Durch die vielen Instrumente blieb nicht mehr viel Platz im Flugzeug, nur jeweils vier Personen konnten mitfliegen. Curtius übernahm die Flugplanung vom Boden aus. Sehr lang waren die Tage aber für alle. Bevor es in Manaus losging zu einem Zehn-Stunden-Flug, war ein vierstündiger Vorlauf erforderlich, um die Geräte zu prüfen und vorzubereiten. Im Anschluss an den Flug folgten zwei Stunden Nachbereitung. Um das Pensum zu stemmen, arbeiteten die Forschenden in zwei Schichten und legten zwischendurch auch Tage am Boden ein. Insgesamt absolvierten sie 143 Flugstunden, einige davon in der Nacht.
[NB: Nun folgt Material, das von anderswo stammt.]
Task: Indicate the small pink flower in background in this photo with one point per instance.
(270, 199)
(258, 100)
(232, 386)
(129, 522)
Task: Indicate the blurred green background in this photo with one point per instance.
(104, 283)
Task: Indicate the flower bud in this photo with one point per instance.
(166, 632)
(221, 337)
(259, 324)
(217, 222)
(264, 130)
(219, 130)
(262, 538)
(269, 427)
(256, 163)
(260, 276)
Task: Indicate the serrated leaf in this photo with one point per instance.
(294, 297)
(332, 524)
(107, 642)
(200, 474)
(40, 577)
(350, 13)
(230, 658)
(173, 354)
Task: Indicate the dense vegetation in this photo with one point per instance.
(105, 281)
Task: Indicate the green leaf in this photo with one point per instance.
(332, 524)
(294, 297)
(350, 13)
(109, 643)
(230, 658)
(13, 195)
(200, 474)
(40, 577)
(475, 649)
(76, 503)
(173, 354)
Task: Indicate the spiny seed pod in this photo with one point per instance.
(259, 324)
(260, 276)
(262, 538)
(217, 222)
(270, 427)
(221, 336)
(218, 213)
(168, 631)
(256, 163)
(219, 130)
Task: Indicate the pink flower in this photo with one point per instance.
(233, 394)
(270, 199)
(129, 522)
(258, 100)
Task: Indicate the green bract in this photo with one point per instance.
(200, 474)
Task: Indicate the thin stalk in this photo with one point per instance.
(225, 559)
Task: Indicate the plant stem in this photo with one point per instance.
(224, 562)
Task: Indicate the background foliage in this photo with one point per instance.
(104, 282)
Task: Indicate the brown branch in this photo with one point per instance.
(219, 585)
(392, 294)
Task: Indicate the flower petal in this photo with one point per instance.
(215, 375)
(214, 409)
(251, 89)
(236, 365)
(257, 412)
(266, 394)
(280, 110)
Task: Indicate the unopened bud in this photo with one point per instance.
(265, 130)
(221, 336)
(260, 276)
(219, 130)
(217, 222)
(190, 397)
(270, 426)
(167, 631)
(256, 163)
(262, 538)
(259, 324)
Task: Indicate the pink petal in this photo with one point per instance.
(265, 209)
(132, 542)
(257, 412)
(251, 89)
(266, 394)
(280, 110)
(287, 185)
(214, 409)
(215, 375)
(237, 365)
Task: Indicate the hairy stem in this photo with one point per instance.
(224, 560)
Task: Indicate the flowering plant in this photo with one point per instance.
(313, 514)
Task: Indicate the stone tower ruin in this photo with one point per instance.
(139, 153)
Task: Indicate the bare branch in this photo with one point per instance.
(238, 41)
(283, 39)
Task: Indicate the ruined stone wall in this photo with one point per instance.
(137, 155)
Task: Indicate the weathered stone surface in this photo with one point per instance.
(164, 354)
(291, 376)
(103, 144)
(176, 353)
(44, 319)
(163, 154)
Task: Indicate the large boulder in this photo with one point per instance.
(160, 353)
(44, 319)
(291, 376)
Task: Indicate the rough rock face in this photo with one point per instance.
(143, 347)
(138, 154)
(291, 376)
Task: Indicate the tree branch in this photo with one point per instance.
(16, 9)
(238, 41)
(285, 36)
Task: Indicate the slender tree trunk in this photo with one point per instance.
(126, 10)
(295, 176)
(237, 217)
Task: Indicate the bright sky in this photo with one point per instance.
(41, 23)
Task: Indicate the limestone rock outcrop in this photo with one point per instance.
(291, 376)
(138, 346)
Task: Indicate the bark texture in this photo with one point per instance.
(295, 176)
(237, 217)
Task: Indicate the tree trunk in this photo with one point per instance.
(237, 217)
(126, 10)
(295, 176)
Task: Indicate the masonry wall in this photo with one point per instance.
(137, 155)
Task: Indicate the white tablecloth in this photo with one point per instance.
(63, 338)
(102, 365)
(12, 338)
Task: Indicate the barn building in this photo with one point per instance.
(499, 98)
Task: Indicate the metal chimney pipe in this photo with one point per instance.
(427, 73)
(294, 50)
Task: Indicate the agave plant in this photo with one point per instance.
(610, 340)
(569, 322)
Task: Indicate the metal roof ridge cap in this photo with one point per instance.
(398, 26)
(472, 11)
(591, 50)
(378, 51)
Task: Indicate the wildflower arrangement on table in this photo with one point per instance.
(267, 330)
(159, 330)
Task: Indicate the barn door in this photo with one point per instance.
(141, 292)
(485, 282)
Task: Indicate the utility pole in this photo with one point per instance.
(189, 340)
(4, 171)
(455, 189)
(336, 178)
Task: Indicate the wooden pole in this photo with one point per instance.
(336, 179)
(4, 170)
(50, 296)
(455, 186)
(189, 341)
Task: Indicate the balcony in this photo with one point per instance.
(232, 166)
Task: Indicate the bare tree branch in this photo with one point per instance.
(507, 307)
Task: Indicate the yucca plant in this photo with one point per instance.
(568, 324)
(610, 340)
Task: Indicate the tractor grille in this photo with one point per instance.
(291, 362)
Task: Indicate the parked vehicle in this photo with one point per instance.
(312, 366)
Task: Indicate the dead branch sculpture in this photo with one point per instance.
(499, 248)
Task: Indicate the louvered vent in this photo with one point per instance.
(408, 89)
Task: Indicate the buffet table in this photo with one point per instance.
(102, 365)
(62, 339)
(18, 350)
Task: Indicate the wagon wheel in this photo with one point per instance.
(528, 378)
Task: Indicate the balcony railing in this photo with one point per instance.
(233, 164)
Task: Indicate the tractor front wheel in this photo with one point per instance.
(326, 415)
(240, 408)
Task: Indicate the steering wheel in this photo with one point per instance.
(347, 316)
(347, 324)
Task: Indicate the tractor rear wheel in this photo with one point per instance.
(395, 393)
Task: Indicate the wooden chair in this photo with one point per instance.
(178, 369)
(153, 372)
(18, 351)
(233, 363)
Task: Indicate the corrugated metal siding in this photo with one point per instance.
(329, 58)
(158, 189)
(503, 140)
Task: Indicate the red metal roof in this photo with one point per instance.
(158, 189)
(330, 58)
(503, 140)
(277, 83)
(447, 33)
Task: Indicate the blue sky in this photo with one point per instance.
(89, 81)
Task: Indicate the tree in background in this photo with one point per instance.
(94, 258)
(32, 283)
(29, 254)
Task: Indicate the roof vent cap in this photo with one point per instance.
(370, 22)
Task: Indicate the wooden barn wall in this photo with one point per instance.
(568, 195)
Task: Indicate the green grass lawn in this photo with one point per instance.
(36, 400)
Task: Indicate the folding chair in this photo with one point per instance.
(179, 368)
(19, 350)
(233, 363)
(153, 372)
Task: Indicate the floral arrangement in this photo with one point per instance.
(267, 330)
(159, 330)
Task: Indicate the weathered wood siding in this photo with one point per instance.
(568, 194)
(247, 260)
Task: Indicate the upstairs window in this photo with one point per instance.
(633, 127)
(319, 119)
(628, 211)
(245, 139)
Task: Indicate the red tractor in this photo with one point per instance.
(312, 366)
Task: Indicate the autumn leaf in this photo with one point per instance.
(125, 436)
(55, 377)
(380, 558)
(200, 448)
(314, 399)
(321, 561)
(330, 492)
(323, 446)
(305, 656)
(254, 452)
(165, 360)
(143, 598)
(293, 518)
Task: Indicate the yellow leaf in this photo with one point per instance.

Die Messdaten werden über Jahre hinweg neue Erkenntnisse liefern.
Professor Dr. Jos Lelieveld, Max-Planck-Institut für Chemie

 Ein Fokus waren Gewitter, die es in der Regenzeit im Amazonasgebiet nahezu jeden Tag gibt. Mit Unterstützung brasilianischer Meteorologen gab es jeden Morgen ein Wetter-Briefing, sodass das Flugzeug gezielt in Gewitterwolken hineingesteuert werden konnte. Dort gibt es sehr starke Aufwinde. Wie in einem Aufzug werden dabei Partikel aus Spurengasen, die der Regenwald ausstößt, hochgepumpt. „Für diesen 'Outflow' haben wir uns besonders interessiert“, sagt Curtius. In der Atmosphäre verändern sich die Partikel chemisch und werden damit zu sogenannten Kondensationskeimen. Diese sind nötig, damit sich Regentropfen bilden können. Für das Verständnis der Biosphäre Regenwald ist das von großer Bedeutung.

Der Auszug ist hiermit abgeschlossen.